All of these yield roughly comparable performance (except for the compact functions--there, packing and unpacking time completely dominates computation time), but none of them seems to yield performance that scales linearly with the number of threads I specify, as I would expect. The maximum performance I see is around 50 GFLOPS on a system capable of around 1-2 TFLOPS. (Indeed, multiplying two large matrices achieves performance in the teraflop range.) Is this the best I can expect? Why do I not see performance scaling linearly with thread count on this embarrassingly parallel problem?
You are likely limited by memory bandwidth? This is common for small matrix operations, where the ratio of FLOPS to memory transfers is much lower than for large matrix multiplication.
Interesting. Shouldn't the small matrices fit in the per-core L1 caches (though I suppose that is more related to latency)? Why would the memory bandwidth be insufficient to supply all the cores? Are there any tricks I can use (e.g., alignment, prefetching, thread affinity) to improve the achieved bandwidth?
The matrices will fit in cache but it is expensive to get them there.
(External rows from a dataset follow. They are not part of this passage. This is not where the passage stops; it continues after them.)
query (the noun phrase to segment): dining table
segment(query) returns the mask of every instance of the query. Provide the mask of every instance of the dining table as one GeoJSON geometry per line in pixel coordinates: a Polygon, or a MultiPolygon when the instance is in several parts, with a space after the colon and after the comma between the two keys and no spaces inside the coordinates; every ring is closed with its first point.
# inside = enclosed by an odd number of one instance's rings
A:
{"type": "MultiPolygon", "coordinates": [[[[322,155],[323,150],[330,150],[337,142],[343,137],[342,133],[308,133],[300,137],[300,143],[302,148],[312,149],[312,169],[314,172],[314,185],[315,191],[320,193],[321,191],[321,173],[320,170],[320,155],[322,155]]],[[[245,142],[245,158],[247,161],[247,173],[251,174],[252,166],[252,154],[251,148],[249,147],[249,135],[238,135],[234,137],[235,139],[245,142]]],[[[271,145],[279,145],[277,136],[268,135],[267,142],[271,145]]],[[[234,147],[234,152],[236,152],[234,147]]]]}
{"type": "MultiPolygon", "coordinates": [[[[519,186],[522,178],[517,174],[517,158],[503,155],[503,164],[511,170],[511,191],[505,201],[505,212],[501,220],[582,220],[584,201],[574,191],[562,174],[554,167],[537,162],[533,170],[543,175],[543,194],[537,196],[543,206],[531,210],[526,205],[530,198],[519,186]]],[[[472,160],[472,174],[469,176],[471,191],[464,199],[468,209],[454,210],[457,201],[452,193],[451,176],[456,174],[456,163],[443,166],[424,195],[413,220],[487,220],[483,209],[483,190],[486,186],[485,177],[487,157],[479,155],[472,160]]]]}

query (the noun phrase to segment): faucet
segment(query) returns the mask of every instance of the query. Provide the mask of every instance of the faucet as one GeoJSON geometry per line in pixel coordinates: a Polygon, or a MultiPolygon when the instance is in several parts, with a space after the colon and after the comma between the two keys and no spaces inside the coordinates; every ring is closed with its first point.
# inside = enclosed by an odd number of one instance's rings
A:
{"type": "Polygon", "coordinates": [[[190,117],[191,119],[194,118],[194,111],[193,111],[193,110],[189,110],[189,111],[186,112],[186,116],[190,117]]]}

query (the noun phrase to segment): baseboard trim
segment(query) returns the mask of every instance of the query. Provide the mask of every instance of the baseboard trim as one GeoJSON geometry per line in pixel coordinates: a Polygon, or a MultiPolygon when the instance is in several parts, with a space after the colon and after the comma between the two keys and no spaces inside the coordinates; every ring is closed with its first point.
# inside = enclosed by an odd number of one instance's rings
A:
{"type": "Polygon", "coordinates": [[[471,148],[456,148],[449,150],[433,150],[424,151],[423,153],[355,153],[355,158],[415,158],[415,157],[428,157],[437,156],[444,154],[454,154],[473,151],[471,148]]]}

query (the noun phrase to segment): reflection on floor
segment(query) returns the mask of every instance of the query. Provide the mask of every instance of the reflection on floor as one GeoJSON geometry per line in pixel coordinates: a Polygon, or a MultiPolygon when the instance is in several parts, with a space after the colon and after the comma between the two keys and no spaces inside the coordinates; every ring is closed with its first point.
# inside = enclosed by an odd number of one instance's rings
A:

Is there any re-use of the small matrices and vectors, or re-use of the results, that you can take advantage of? After one of these is used , it will be in cache and subsequent uses on that core will be much faster. You might need to reorganize your algorithm to exploit this -- i.e. when you compute a result, use it immediately, don't compute a bunch of results and then move to the next step where you consume them.